The problem in Ohio is there is no consistency. Measurements meant one thing last year and something completely different this year. The measurements themselves do not reflect student learning. They capriciously and arbitrarily punish districts, even when student success is demonstrative. Is it any wonder that schools are staging mutinies by releasing their own quality indicators and their own report cards?


ESSA provides the opportunity for districts to choose from a menu of tests that they would like to use and for the state to drop the number of state tests significantly. It also calls for parents, students and teachers to engage in determining what they think is important for school quality, while focusing on student-centered improvement.


Oklahoma has reset testing to federal minimum levels in order to spend more time on student learning. Other states provide just as much information to the public or more, but organize the material in a more accurately descriptive, comprehensible format. But in Ohio, instead of talking about the true flexibility of the new federal law, ODE is telling us to “stay the course” and stick with a destructive status quo. And the results have been terrifying.


Under the current crew’s navigation, Ohio’s national education standing has tumbled from fifth under then-Governor Ted Strickland to 23rd today, according to analysis by Education Week. During the same time, the Annie E. Casey Foundation shows the number of Ohio children in poverty has increased from 18 percent to 23 percent. More, Education Week identifies Ohio as 43rd in the nation in the testing achievement gap between children in poverty and their higher-income classmates. Even with these challenges, we still have a chance to correct the course toward improvement and success.

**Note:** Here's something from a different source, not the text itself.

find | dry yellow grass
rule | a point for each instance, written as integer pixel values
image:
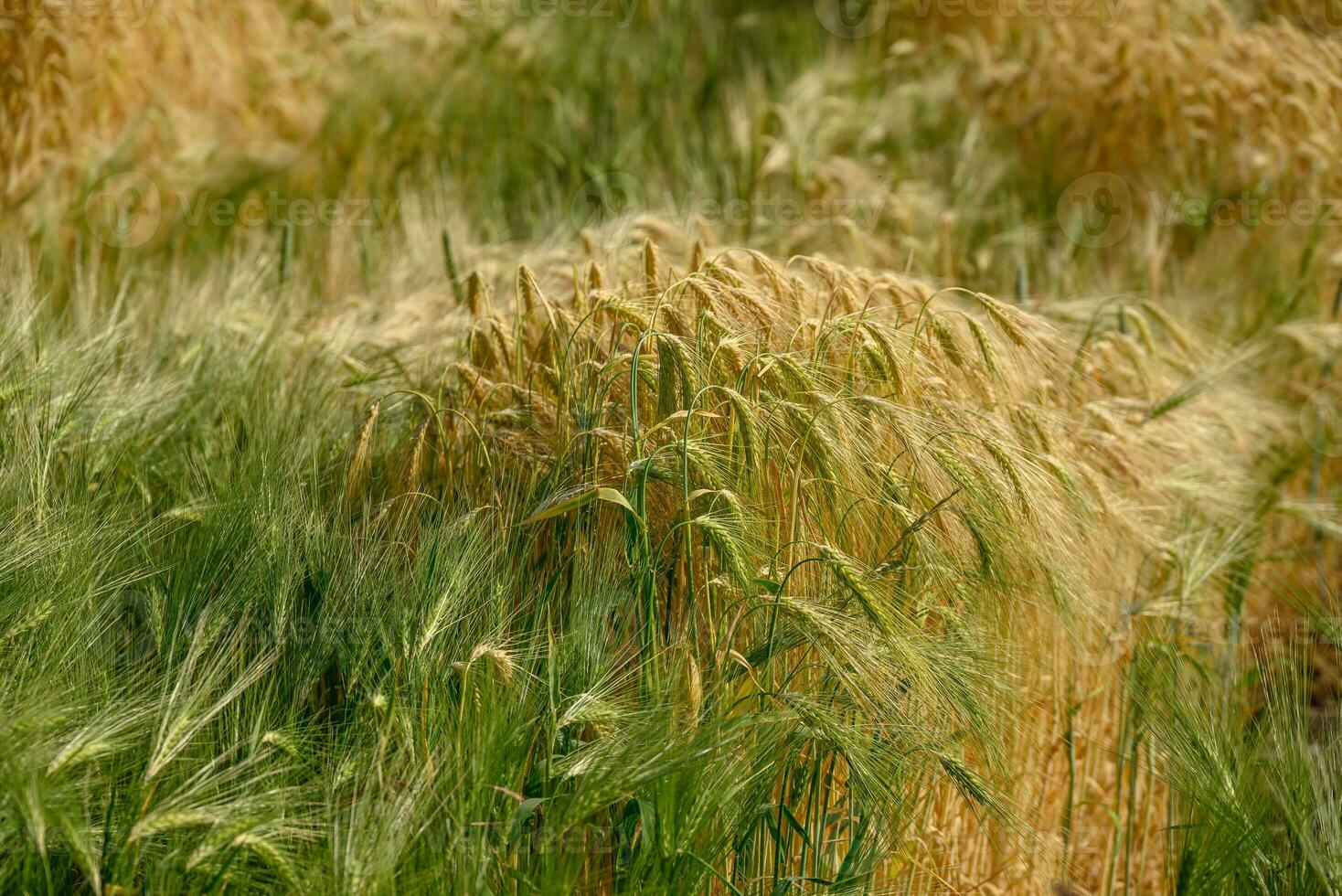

Earlier this year, many education experts sent up a red flag of warning about state report cards, and called for safe harbor. I believe Ohio should maroon the gimmicky grade cards, and allow districts the full flexibility offered under ESSA. We should focus on student learning instead of on trying to convince teachers, students and parents that we’re charting the right course, when in reality we’re headed straight for the rocks. There is a crisis brewing in student graduation rates, in over-testing and in our ability to attract and retain highly educated teachers.

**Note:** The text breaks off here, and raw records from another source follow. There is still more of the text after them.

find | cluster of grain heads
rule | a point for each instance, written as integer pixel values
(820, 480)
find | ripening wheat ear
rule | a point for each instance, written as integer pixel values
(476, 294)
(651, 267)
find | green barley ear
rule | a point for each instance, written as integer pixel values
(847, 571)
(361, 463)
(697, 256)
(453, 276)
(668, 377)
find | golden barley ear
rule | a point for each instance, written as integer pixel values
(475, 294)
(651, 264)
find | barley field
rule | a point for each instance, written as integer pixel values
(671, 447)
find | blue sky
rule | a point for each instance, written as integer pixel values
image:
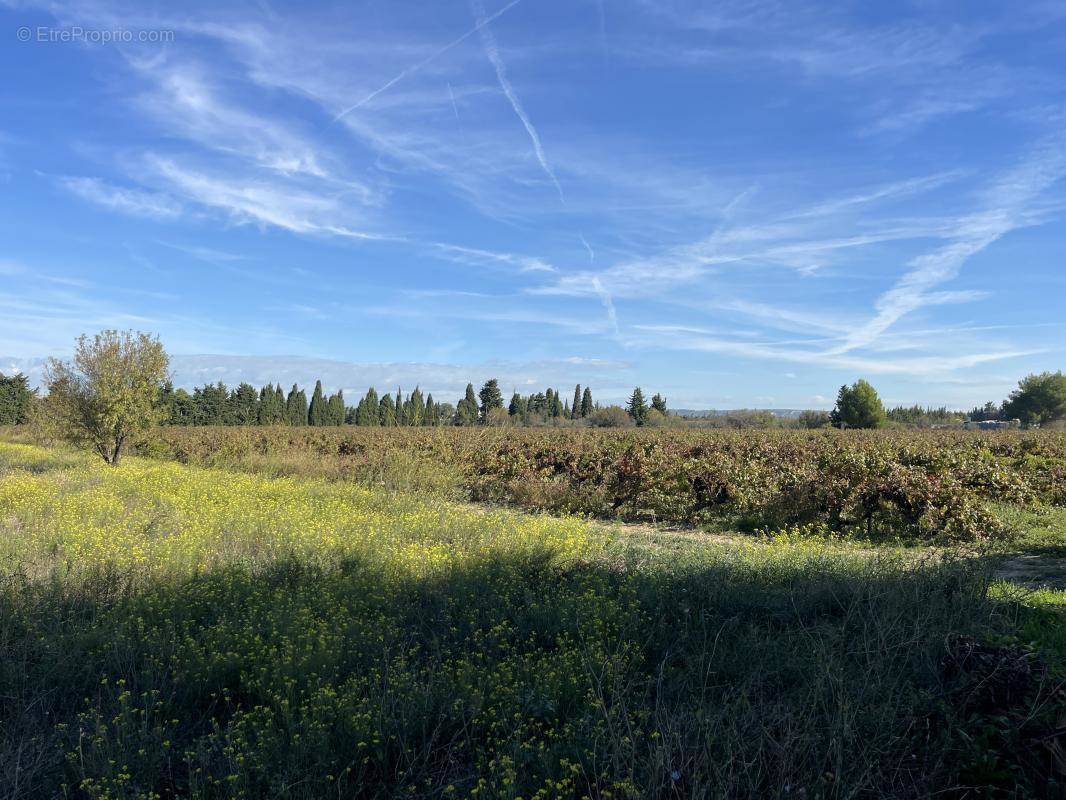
(737, 204)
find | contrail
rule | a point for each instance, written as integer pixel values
(592, 253)
(414, 68)
(604, 297)
(501, 73)
(452, 95)
(602, 20)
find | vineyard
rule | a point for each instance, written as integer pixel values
(177, 630)
(922, 485)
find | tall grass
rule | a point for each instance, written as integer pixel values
(172, 630)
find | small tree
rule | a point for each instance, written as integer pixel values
(586, 402)
(812, 419)
(490, 398)
(1039, 399)
(858, 406)
(16, 399)
(109, 397)
(466, 410)
(636, 408)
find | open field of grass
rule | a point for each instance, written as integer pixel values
(180, 630)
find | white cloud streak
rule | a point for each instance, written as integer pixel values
(415, 67)
(493, 51)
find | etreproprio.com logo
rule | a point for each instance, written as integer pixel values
(91, 35)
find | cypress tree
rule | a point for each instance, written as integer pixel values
(370, 410)
(290, 406)
(490, 397)
(387, 412)
(517, 406)
(335, 409)
(265, 404)
(278, 405)
(211, 402)
(537, 404)
(555, 406)
(243, 404)
(301, 408)
(416, 408)
(466, 411)
(317, 414)
(636, 408)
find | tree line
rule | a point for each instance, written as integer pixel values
(246, 405)
(115, 389)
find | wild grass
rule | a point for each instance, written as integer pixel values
(172, 630)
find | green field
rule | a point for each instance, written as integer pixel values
(178, 630)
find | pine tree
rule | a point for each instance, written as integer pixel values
(586, 402)
(636, 408)
(858, 405)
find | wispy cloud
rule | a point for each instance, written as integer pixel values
(482, 22)
(493, 51)
(124, 200)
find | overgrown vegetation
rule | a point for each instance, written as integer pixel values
(171, 630)
(927, 485)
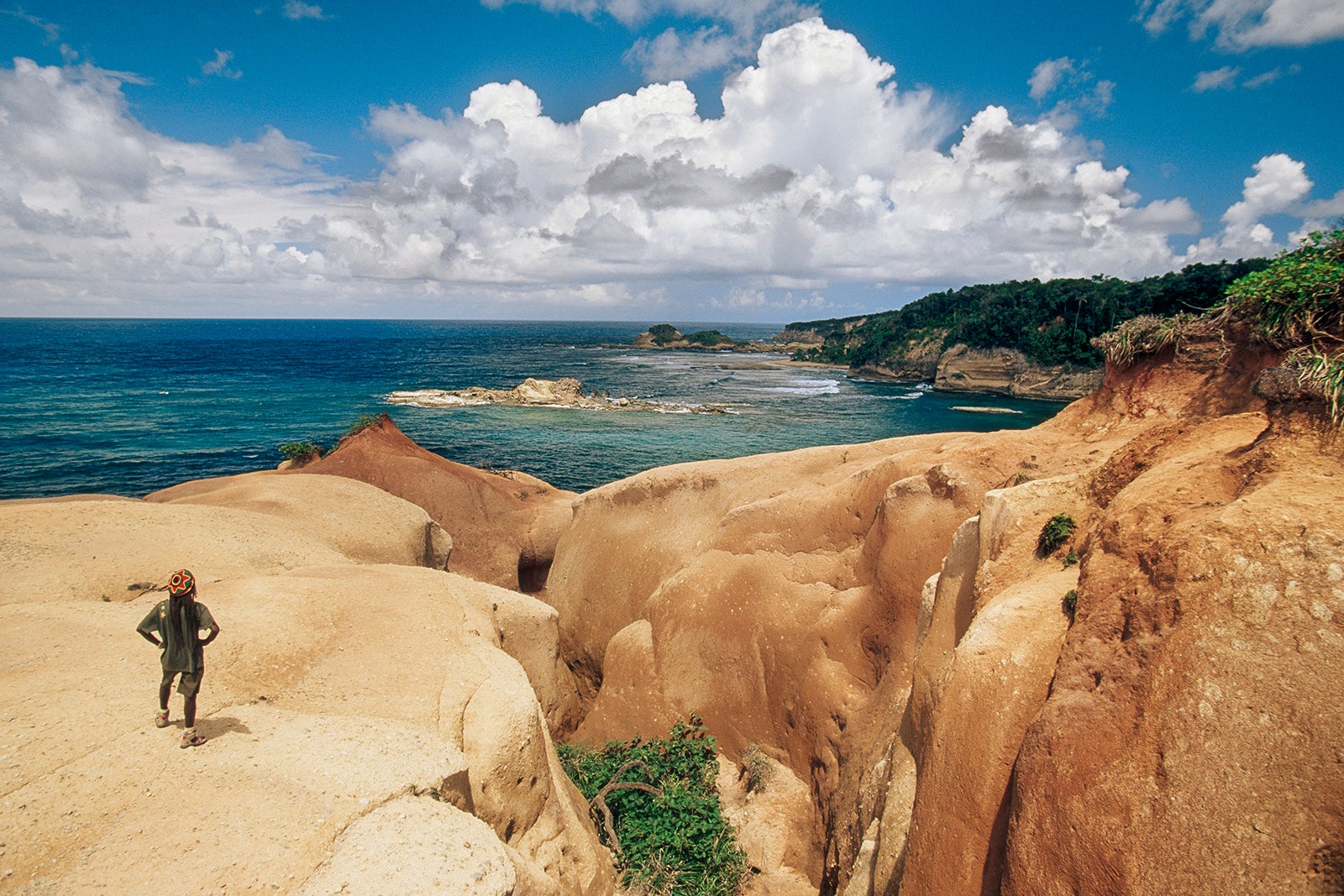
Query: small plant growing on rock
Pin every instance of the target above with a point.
(300, 452)
(366, 421)
(1054, 533)
(756, 768)
(658, 810)
(1070, 602)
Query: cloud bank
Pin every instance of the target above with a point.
(822, 170)
(1242, 24)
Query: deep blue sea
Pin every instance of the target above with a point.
(132, 406)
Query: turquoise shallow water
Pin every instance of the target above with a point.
(131, 406)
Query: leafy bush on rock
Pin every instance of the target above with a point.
(1054, 533)
(658, 810)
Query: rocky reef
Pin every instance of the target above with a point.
(557, 394)
(945, 705)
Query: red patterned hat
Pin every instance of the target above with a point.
(181, 584)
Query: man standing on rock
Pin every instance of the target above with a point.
(178, 622)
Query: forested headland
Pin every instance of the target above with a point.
(1052, 322)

The GOP’s public education privateers should put our children’s success first by making these gimmicky punishments walk the plank. They need to get serious about resetting testing in Ohio with the flexibility of the Every Student Succeeds Act.


We have spent too long with gimmicks that support the egos and ambitions of politicians, and not long enough with methods that support classroom achievement.


-State Rep. Teresa Fedor (Toledo)


A former early-childhood educator, Fedor is an outspoken proponent of public education and serves as the highest-ranking Democratic member of the House Education Committee.